Location
- Cotabato City, Bangsamoro Philippines
- 6°58′51″N 118°30′08″E﻿ / ﻿6.9807°N 118.5022°E

Information
- Other name: Bangsamoro Public Madrasah
- School type: Public, Basic
- Religious affiliation: Nonsectarian / with Madrasa (Islam)
- Established: July 26, 2024
- Local authority: Ministry of Basic, Higher and Technical Education of Bangsamoro
- Staff: Monawara Salik (Madrasa head)
- Capacity: 5,000 (total) 2,000 (madrasa)

= Bangsamoro Stand Alone Senior High School =

Bangsamoro Stand Alone Senior High School is a publicly funded school in Cotabato City, Bangsamoro, Philippines. It also host the country's first public madrasa.

==History==
The Bangsamoro Stand Alone Senior High School on August 18 would be completed on August 18, 2023, in Barangay Datu Balabaran of Cotabato City. The school would have a six four-storey buildings with 5,000 student capacity.
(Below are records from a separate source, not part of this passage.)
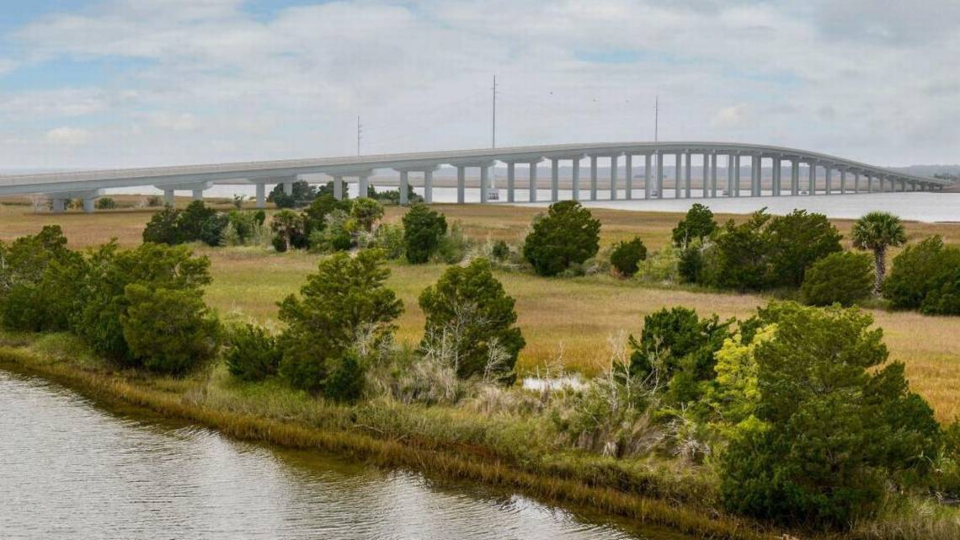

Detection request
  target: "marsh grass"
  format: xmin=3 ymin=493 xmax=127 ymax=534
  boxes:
xmin=1 ymin=202 xmax=960 ymax=419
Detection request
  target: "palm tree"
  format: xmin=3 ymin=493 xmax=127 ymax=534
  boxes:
xmin=851 ymin=212 xmax=906 ymax=295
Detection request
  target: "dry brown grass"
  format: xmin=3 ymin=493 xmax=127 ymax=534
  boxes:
xmin=2 ymin=200 xmax=960 ymax=421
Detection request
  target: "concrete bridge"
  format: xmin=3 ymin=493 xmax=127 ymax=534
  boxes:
xmin=0 ymin=142 xmax=950 ymax=212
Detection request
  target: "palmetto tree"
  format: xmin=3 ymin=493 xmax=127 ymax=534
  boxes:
xmin=851 ymin=211 xmax=907 ymax=295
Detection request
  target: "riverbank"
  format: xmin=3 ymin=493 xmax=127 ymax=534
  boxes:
xmin=2 ymin=332 xmax=957 ymax=540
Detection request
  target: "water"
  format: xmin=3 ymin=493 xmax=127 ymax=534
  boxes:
xmin=0 ymin=370 xmax=677 ymax=540
xmin=110 ymin=183 xmax=960 ymax=223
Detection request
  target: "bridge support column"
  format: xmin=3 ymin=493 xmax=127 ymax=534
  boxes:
xmin=52 ymin=198 xmax=66 ymax=213
xmin=572 ymin=159 xmax=581 ymax=201
xmin=685 ymin=152 xmax=692 ymax=198
xmin=590 ymin=156 xmax=598 ymax=201
xmin=506 ymin=163 xmax=515 ymax=203
xmin=192 ymin=188 xmax=204 ymax=201
xmin=551 ymin=158 xmax=560 ymax=202
xmin=726 ymin=155 xmax=734 ymax=197
xmin=790 ymin=160 xmax=799 ymax=196
xmin=703 ymin=154 xmax=710 ymax=198
xmin=164 ymin=189 xmax=175 ymax=206
xmin=457 ymin=167 xmax=465 ymax=204
xmin=332 ymin=177 xmax=343 ymax=201
xmin=710 ymin=153 xmax=718 ymax=198
xmin=674 ymin=154 xmax=682 ymax=199
xmin=839 ymin=170 xmax=846 ymax=194
xmin=610 ymin=155 xmax=619 ymax=200
xmin=399 ymin=171 xmax=409 ymax=206
xmin=480 ymin=166 xmax=490 ymax=204
xmin=854 ymin=173 xmax=860 ymax=194
xmin=255 ymin=184 xmax=266 ymax=207
xmin=424 ymin=171 xmax=433 ymax=203
xmin=752 ymin=156 xmax=761 ymax=196
xmin=656 ymin=152 xmax=665 ymax=199
xmin=82 ymin=197 xmax=95 ymax=214
xmin=624 ymin=155 xmax=633 ymax=200
xmin=867 ymin=175 xmax=873 ymax=193
xmin=734 ymin=155 xmax=741 ymax=197
xmin=644 ymin=154 xmax=652 ymax=199
xmin=283 ymin=181 xmax=293 ymax=196
xmin=808 ymin=163 xmax=816 ymax=194
xmin=826 ymin=167 xmax=833 ymax=195
xmin=529 ymin=161 xmax=538 ymax=202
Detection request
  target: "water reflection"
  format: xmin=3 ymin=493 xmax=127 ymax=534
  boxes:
xmin=0 ymin=371 xmax=656 ymax=540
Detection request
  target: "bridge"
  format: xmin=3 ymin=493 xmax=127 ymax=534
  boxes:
xmin=0 ymin=142 xmax=950 ymax=212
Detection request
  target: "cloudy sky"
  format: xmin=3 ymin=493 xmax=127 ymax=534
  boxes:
xmin=0 ymin=0 xmax=956 ymax=170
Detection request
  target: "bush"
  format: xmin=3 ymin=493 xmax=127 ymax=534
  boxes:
xmin=363 ymin=223 xmax=404 ymax=260
xmin=402 ymin=204 xmax=447 ymax=264
xmin=671 ymin=203 xmax=716 ymax=247
xmin=268 ymin=180 xmax=316 ymax=209
xmin=302 ymin=194 xmax=351 ymax=236
xmin=95 ymin=197 xmax=119 ymax=210
xmin=200 ymin=214 xmax=229 ymax=247
xmin=271 ymin=209 xmax=305 ymax=252
xmin=350 ymin=198 xmax=384 ymax=232
xmin=121 ymin=284 xmax=220 ymax=375
xmin=678 ymin=244 xmax=705 ymax=284
xmin=720 ymin=302 xmax=941 ymax=528
xmin=143 ymin=206 xmax=182 ymax=245
xmin=278 ymin=250 xmax=402 ymax=393
xmin=73 ymin=242 xmax=213 ymax=365
xmin=323 ymin=353 xmax=366 ymax=402
xmin=224 ymin=324 xmax=282 ymax=382
xmin=434 ymin=221 xmax=471 ymax=264
xmin=419 ymin=258 xmax=525 ymax=383
xmin=801 ymin=251 xmax=874 ymax=307
xmin=713 ymin=211 xmax=771 ymax=290
xmin=766 ymin=210 xmax=842 ymax=287
xmin=523 ymin=201 xmax=601 ymax=276
xmin=178 ymin=201 xmax=217 ymax=242
xmin=308 ymin=209 xmax=352 ymax=253
xmin=610 ymin=236 xmax=647 ymax=277
xmin=491 ymin=240 xmax=510 ymax=261
xmin=884 ymin=236 xmax=960 ymax=310
xmin=146 ymin=195 xmax=164 ymax=207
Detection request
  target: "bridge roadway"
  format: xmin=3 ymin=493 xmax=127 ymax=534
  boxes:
xmin=0 ymin=142 xmax=951 ymax=212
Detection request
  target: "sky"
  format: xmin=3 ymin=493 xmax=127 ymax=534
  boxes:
xmin=0 ymin=0 xmax=957 ymax=170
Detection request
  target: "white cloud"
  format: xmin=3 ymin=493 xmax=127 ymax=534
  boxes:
xmin=0 ymin=59 xmax=16 ymax=76
xmin=0 ymin=0 xmax=957 ymax=168
xmin=46 ymin=127 xmax=91 ymax=146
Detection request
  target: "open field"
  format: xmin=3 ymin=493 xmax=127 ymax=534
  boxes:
xmin=1 ymin=199 xmax=959 ymax=421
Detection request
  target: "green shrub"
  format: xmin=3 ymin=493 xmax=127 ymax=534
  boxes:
xmin=224 ymin=324 xmax=281 ymax=382
xmin=402 ymin=204 xmax=447 ymax=264
xmin=720 ymin=302 xmax=941 ymax=528
xmin=146 ymin=195 xmax=164 ymax=207
xmin=178 ymin=201 xmax=217 ymax=242
xmin=920 ymin=266 xmax=960 ymax=315
xmin=801 ymin=251 xmax=874 ymax=307
xmin=200 ymin=214 xmax=229 ymax=247
xmin=713 ymin=211 xmax=771 ymax=290
xmin=433 ymin=221 xmax=470 ymax=264
xmin=323 ymin=353 xmax=366 ymax=402
xmin=350 ymin=198 xmax=384 ymax=232
xmin=278 ymin=250 xmax=402 ymax=393
xmin=268 ymin=180 xmax=316 ymax=209
xmin=142 ymin=206 xmax=182 ymax=244
xmin=121 ymin=284 xmax=220 ymax=375
xmin=366 ymin=223 xmax=405 ymax=260
xmin=610 ymin=236 xmax=647 ymax=277
xmin=884 ymin=236 xmax=960 ymax=310
xmin=307 ymin=209 xmax=352 ymax=253
xmin=302 ymin=194 xmax=351 ymax=235
xmin=677 ymin=244 xmax=705 ymax=284
xmin=766 ymin=210 xmax=842 ymax=287
xmin=270 ymin=209 xmax=305 ymax=252
xmin=635 ymin=245 xmax=682 ymax=283
xmin=671 ymin=203 xmax=716 ymax=247
xmin=73 ymin=242 xmax=213 ymax=365
xmin=419 ymin=258 xmax=525 ymax=383
xmin=95 ymin=197 xmax=119 ymax=210
xmin=523 ymin=201 xmax=601 ymax=276
xmin=491 ymin=240 xmax=510 ymax=261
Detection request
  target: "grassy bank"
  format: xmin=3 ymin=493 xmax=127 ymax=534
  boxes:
xmin=2 ymin=332 xmax=958 ymax=540
xmin=2 ymin=201 xmax=960 ymax=421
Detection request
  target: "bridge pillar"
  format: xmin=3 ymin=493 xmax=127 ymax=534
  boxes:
xmin=590 ymin=156 xmax=598 ymax=201
xmin=826 ymin=167 xmax=833 ymax=195
xmin=164 ymin=188 xmax=175 ymax=206
xmin=702 ymin=154 xmax=710 ymax=198
xmin=656 ymin=152 xmax=665 ymax=199
xmin=530 ymin=161 xmax=538 ymax=202
xmin=424 ymin=171 xmax=433 ymax=203
xmin=52 ymin=198 xmax=66 ymax=213
xmin=735 ymin=154 xmax=741 ymax=196
xmin=674 ymin=154 xmax=682 ymax=199
xmin=399 ymin=171 xmax=409 ymax=206
xmin=808 ymin=162 xmax=816 ymax=194
xmin=839 ymin=170 xmax=846 ymax=194
xmin=82 ymin=197 xmax=95 ymax=214
xmin=255 ymin=184 xmax=266 ymax=207
xmin=624 ymin=155 xmax=633 ymax=200
xmin=572 ymin=159 xmax=581 ymax=201
xmin=359 ymin=174 xmax=370 ymax=199
xmin=610 ymin=155 xmax=619 ymax=200
xmin=506 ymin=163 xmax=515 ymax=203
xmin=457 ymin=166 xmax=465 ymax=204
xmin=710 ymin=153 xmax=718 ymax=198
xmin=644 ymin=154 xmax=652 ymax=199
xmin=726 ymin=155 xmax=734 ymax=197
xmin=192 ymin=188 xmax=204 ymax=201
xmin=480 ymin=166 xmax=490 ymax=204
xmin=685 ymin=152 xmax=692 ymax=198
xmin=551 ymin=158 xmax=560 ymax=202
xmin=867 ymin=175 xmax=873 ymax=192
xmin=752 ymin=156 xmax=761 ymax=196
xmin=790 ymin=160 xmax=800 ymax=196
xmin=283 ymin=181 xmax=293 ymax=196
xmin=332 ymin=177 xmax=343 ymax=201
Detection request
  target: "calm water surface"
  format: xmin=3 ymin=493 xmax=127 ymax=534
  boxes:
xmin=0 ymin=371 xmax=681 ymax=540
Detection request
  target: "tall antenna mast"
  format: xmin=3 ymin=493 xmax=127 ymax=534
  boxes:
xmin=654 ymin=95 xmax=659 ymax=142
xmin=357 ymin=115 xmax=362 ymax=156
xmin=492 ymin=75 xmax=497 ymax=149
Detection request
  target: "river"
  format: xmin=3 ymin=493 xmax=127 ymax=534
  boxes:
xmin=0 ymin=370 xmax=684 ymax=540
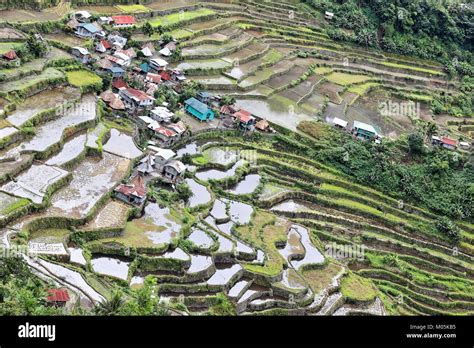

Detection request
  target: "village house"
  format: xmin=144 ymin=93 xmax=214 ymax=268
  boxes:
xmin=159 ymin=70 xmax=172 ymax=83
xmin=66 ymin=17 xmax=80 ymax=30
xmin=151 ymin=106 xmax=174 ymax=123
xmin=112 ymin=51 xmax=132 ymax=67
xmin=3 ymin=50 xmax=18 ymax=62
xmin=46 ymin=288 xmax=70 ymax=307
xmin=150 ymin=57 xmax=169 ymax=71
xmin=119 ymin=87 xmax=154 ymax=110
xmin=75 ymin=10 xmax=91 ymax=23
xmin=196 ymin=91 xmax=213 ymax=104
xmin=235 ymin=109 xmax=256 ymax=130
xmin=459 ymin=141 xmax=470 ymax=150
xmin=118 ymin=47 xmax=137 ymax=59
xmin=112 ymin=78 xmax=127 ymax=91
xmin=432 ymin=135 xmax=458 ymax=151
xmin=352 ymin=120 xmax=378 ymax=140
xmin=168 ymin=121 xmax=186 ymax=138
xmin=108 ymin=33 xmax=128 ymax=50
xmin=150 ymin=125 xmax=178 ymax=147
xmin=184 ymin=97 xmax=215 ymax=122
xmin=255 ymin=119 xmax=270 ymax=132
xmin=71 ymin=46 xmax=91 ymax=64
xmin=141 ymin=42 xmax=155 ymax=57
xmin=137 ymin=154 xmax=155 ymax=175
xmin=332 ymin=117 xmax=348 ymax=130
xmin=100 ymin=90 xmax=125 ymax=111
xmin=114 ymin=174 xmax=147 ymax=206
xmin=163 ymin=160 xmax=186 ymax=183
xmin=95 ymin=39 xmax=111 ymax=53
xmin=98 ymin=16 xmax=113 ymax=25
xmin=108 ymin=66 xmax=125 ymax=78
xmin=171 ymin=69 xmax=187 ymax=82
xmin=112 ymin=15 xmax=136 ymax=28
xmin=159 ymin=42 xmax=176 ymax=57
xmin=149 ymin=146 xmax=176 ymax=166
xmin=146 ymin=72 xmax=162 ymax=84
xmin=75 ymin=23 xmax=105 ymax=39
xmin=325 ymin=11 xmax=335 ymax=20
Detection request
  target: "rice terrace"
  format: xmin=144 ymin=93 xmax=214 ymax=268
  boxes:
xmin=0 ymin=0 xmax=472 ymax=322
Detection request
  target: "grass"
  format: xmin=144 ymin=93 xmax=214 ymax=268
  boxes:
xmin=148 ymin=9 xmax=216 ymax=28
xmin=0 ymin=42 xmax=23 ymax=54
xmin=297 ymin=121 xmax=337 ymax=141
xmin=301 ymin=262 xmax=344 ymax=294
xmin=340 ymin=273 xmax=378 ymax=303
xmin=262 ymin=49 xmax=284 ymax=65
xmin=314 ymin=67 xmax=332 ymax=75
xmin=236 ymin=211 xmax=289 ymax=277
xmin=116 ymin=4 xmax=150 ymax=13
xmin=29 ymin=229 xmax=70 ymax=243
xmin=326 ymin=72 xmax=371 ymax=86
xmin=0 ymin=193 xmax=29 ymax=216
xmin=170 ymin=29 xmax=194 ymax=40
xmin=0 ymin=67 xmax=64 ymax=93
xmin=380 ymin=61 xmax=445 ymax=76
xmin=66 ymin=70 xmax=102 ymax=88
xmin=348 ymin=82 xmax=380 ymax=95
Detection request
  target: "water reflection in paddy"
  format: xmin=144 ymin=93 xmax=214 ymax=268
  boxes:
xmin=228 ymin=174 xmax=261 ymax=195
xmin=185 ymin=178 xmax=212 ymax=208
xmin=91 ymin=256 xmax=130 ymax=280
xmin=195 ymin=160 xmax=245 ymax=181
xmin=188 ymin=228 xmax=214 ymax=249
xmin=207 ymin=263 xmax=242 ymax=286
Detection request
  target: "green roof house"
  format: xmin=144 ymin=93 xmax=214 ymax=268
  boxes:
xmin=352 ymin=120 xmax=377 ymax=140
xmin=184 ymin=97 xmax=214 ymax=121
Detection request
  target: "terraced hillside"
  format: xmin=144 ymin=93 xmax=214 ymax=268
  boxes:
xmin=0 ymin=0 xmax=472 ymax=317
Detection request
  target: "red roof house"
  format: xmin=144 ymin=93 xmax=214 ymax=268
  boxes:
xmin=112 ymin=78 xmax=127 ymax=90
xmin=441 ymin=137 xmax=458 ymax=150
xmin=112 ymin=15 xmax=136 ymax=27
xmin=114 ymin=175 xmax=146 ymax=205
xmin=47 ymin=288 xmax=70 ymax=306
xmin=3 ymin=50 xmax=18 ymax=61
xmin=159 ymin=71 xmax=172 ymax=81
xmin=234 ymin=109 xmax=254 ymax=124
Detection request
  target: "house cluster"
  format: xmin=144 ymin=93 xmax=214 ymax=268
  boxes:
xmin=138 ymin=146 xmax=186 ymax=183
xmin=113 ymin=145 xmax=186 ymax=206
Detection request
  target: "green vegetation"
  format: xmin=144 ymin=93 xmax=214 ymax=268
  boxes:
xmin=326 ymin=72 xmax=371 ymax=86
xmin=340 ymin=273 xmax=378 ymax=303
xmin=66 ymin=70 xmax=102 ymax=90
xmin=116 ymin=4 xmax=150 ymax=13
xmin=148 ymin=9 xmax=216 ymax=28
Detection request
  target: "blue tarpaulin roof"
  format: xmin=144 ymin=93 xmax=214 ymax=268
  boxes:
xmin=140 ymin=62 xmax=150 ymax=72
xmin=79 ymin=23 xmax=100 ymax=34
xmin=109 ymin=67 xmax=124 ymax=73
The Bangsamoro Election Code passed in 2021 would allow the Bangsamoro autonomous regional government to maintain a public madrasa. Traditionally Islamic education in the region is limited to the house of a teacher or in the mosque.

The Bangsamoro Public Madrasah was formally launched on July 26, 2024. The first day of classes would open on July 29, 2024, making the institution the first state-funded madrasa in the Philippines. It has an initial capacity to accommodate 2,000 students and offers programs from the kindergarten to senior high school level.